As far as .410 shotshells go, I have the ULTIMATE in stupidity. When I was a little kid, my Dad bought one of those cheap little single-shot .410s so he could use me for additional "bird limit counting".
Shooting stuff in the dump with my buddies, like rats and refrigerators, I hit upon a "GREAT" method of adding to my lack of firepower.
You carefully cut through the "paper" with a knife at the right location. Yes, paper really dates me as OLD. Guess what happens ?
The whole damn bunch of stuff, the pellets, the wadding, and all the the external paper leave the barrel making a "home-made slug".

I'll bet you didn't know how "high-qualify" those cheap little break-action single-shot barrels actually were, did you ?
I probably owe my MERE existence to "mine gun" being WELL above proof-load testing. Thank you Iver Johnson for your "Champion" .410 model. I salute you. I still have it. tumbleweed:smt1099


----------



## Bisley (Aug 24, 2008)

DanP_from_AZ said:


> Yes, I'm sorry, all you greenies, killing it wasn't REALLY necessary. But, I was bare-footed.


Being bare-footed definitely increases your perceived vulnerability. I have killed a lot of snakes with a 22" machete, during 25 years or so of land surveying, and I don't usually get very excited about it.

However, I walked out on the concrete driveway one night to turn off some water I had running, wearing nothing but my skivvies. I was getting ready to go to bed when I remembered the running water. I didn't turn on the light, on the off chance that one of my distant neighbors might be looking out the window. It was a bright, moonlit night, though, and as I was walking back to the porch, I saw something slithering across the drive, and started hunting a stick. I assumed it was a copperhead, from its size (about 18"), and I always kill them if they are near the house, because of the small kids that are often running around bare-footed.

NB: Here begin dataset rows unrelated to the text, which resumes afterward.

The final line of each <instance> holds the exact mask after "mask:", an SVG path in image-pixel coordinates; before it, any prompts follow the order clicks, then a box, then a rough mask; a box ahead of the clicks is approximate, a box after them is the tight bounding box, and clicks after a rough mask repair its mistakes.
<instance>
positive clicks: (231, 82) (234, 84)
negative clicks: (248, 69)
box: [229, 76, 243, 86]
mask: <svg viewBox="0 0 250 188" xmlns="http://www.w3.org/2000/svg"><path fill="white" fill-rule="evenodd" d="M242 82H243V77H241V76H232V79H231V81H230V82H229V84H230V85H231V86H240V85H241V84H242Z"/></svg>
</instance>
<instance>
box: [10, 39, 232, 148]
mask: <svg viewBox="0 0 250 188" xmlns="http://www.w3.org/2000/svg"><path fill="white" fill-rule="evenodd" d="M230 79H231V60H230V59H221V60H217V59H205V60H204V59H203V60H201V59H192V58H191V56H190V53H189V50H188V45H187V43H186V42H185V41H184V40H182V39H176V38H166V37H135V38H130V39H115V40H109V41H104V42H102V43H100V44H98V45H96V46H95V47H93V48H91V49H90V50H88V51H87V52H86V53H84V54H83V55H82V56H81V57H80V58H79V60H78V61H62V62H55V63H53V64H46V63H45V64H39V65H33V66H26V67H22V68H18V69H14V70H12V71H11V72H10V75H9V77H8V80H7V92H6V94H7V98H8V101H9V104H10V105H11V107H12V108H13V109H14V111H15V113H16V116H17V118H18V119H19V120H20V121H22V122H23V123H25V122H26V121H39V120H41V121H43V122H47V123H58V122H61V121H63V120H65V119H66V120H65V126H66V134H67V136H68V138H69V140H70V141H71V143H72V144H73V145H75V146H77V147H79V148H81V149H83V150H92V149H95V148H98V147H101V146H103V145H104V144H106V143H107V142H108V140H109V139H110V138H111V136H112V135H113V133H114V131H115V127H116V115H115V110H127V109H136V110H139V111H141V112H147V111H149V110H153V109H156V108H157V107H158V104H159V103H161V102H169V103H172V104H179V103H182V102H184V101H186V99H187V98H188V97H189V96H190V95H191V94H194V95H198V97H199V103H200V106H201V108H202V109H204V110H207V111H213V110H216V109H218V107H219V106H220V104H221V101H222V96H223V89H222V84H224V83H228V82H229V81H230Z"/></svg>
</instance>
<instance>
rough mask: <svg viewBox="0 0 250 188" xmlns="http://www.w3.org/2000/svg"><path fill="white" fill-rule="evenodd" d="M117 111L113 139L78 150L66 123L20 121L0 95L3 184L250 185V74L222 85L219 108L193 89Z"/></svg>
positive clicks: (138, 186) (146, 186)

All I could find quickly was a little dead limb that had blown out of a sweet gum tree, and it was only about 18" long, and 1/2" thick. I wore that copperhead out with it, before all those light blows finally took their toll on him, and he was striking and lunging at me the whole time. I was plenty rattled by the time he succumbed, and my little stick was about half unraveled, from whipping it against the concrete.


----------



## Steve M1911A1 (Feb 6, 2008)

Dan and Bisley;
As the forum representative from PETA, I have to demand that the two of you eat those snakes!


----------



## Jed Henson (Sep 28, 2010)

Heh, I'd have a hard time getting to sleep after a battle like that.


----------



## Flyboy_451 (Aug 8, 2008)

Steve M1911A1 said:


> Dan and Bisley;
> As the forum representative from PETA, I have to demand that the two of you eat those snakes!


PETA- People Eating Tasty Animals???


----------